56º Festival de Brasília | A vida entre consertos e reparos

por Felipe Moraes*

Dos melhores títulos exibidos no 56º Festival de Brasília do Cinema Brasileiro, em dezembro de 2023, o curta-metragem “Remendo”, de GG Fákọ̀làdé, é desses filmes que, já de pronto, fisgam o olhar de qualquer um pela maneira particular com que escolhe contar uma história.

Aqui, seguimos o ator Elídio Netto — em uma performance nada menos do que brilhante — na pele do personagem Zé: um homem negro bissexual de meia-idade que trabalha como faz-tudo, consertando, na maioria das vezes, eletrodomésticos, na periferia de Vila Velha, litoral do Espírito Santo.

“Remendo” – Divulgação

Aflições e vontades diversas inundam o dia a dia dele: do peso insidioso e sutil imposto pelo colonialismo à busca por liberdade e à procura por um amor.
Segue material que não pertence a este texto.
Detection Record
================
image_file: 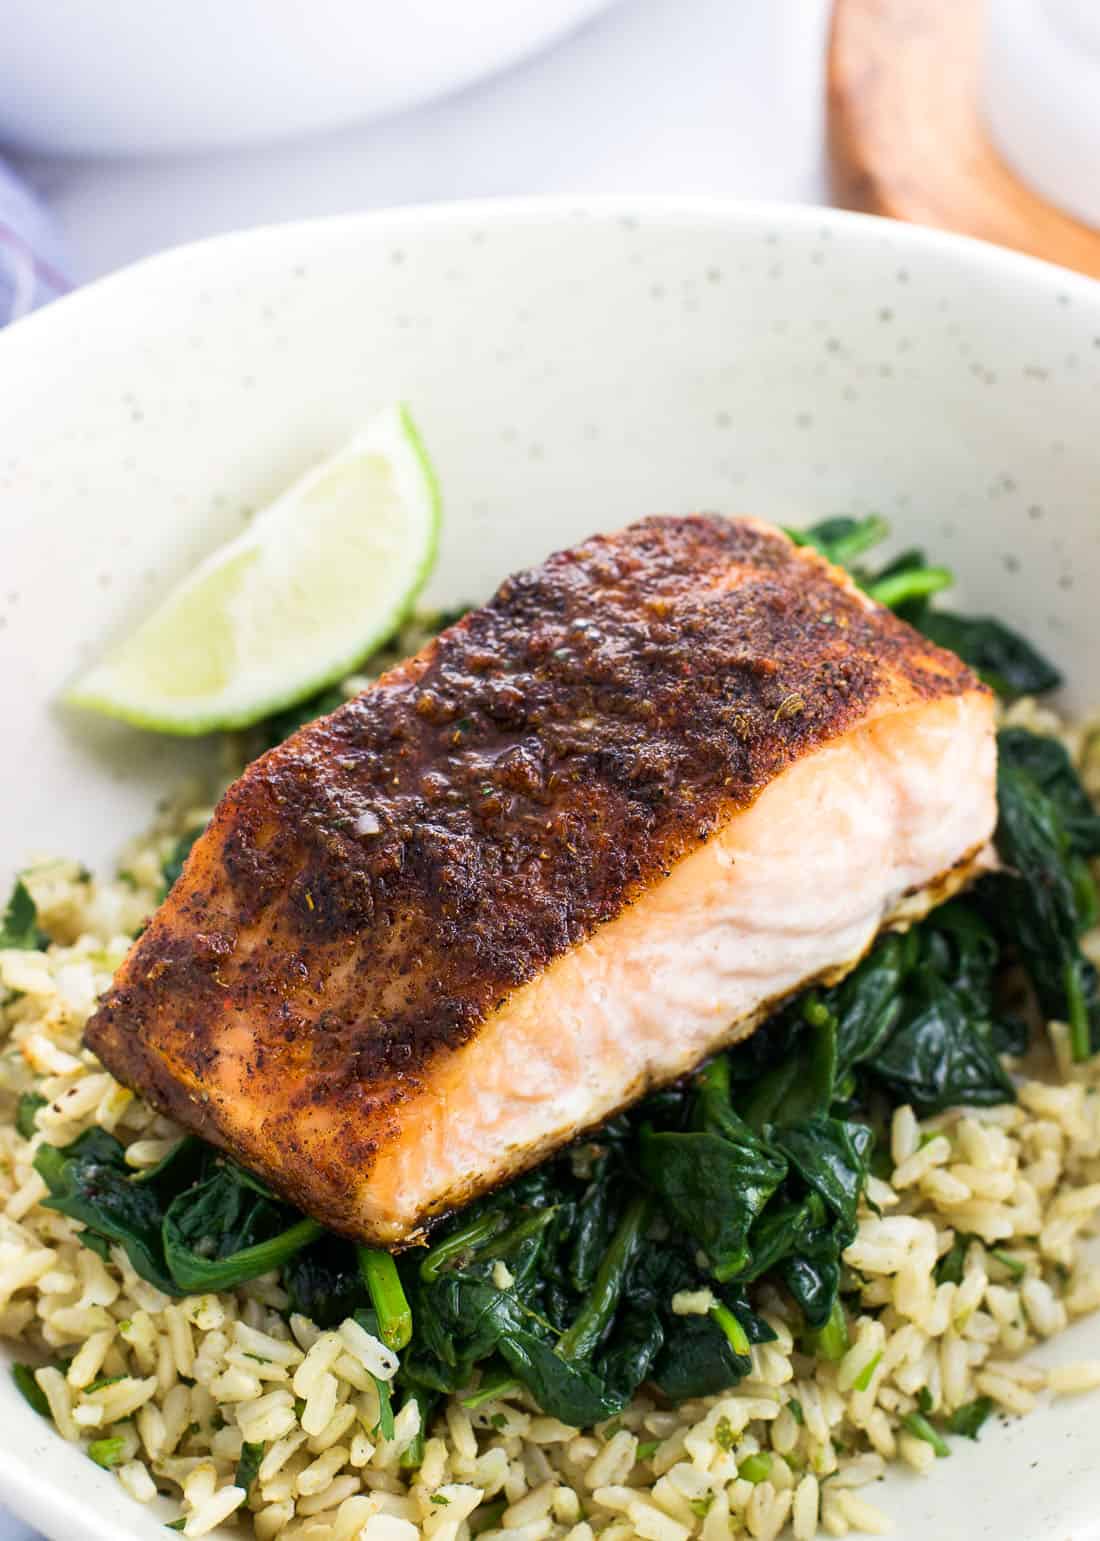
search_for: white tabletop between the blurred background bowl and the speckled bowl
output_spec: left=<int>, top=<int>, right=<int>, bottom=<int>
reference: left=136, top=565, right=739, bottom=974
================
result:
left=10, top=0, right=829, bottom=280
E, mais do que tudo: um sentimento, ou uma necessidade mesmo, de forjar e refundar um novo eu. 

É em meio a essas angústias pessoais e universais que a diretora encontra farto terreno de possibilidades narrativas para verter o indizível em plenamente visível, numa caprichada e cuidadosa — e também espertamente ruidosa — montagem pop: não por acaso, a grande estrela de “Remendo”. 

Nela, as referências de capas de discos se amarram a fotografias e imagens de arquivo, numa representação precisa do complexo estado de coisas na vida de Zé atualmente: tudo meio caótico e pra já e agora, uma vitalidade para tentar entrever e, quem sabe, até espiar o futuro imediato, uma confiança fundamental na ancestralidade e, claro, fugas prazerosas no conforto que só a boemia permite e possibilita.

É exatamente essa associação criativa e febril de sons e imagens que torna o curta uma experiência tão atraente e sedutora em seus 20 minutos de duração — o resultado disso se nota no próprio currículo premiado da obra, exibida e bem acolhida em vários festivais ao longo de 2023.

Fora um ou outro didatismo discursivo na parte final — algo que obviamente não compromete em nada o que se viu até então –, “Remendo” traduz com vigor e sagacidade as agonias e os anseios diários pessoais, profissionais e sociais de seu personagem principal, o Zé. Uma vida que pulsa e vibra para além dos aparentes consertos e reparos — materiais e invisíveis — cotidianos.

*Felipe Moraes fez parte do Júri Abraccine.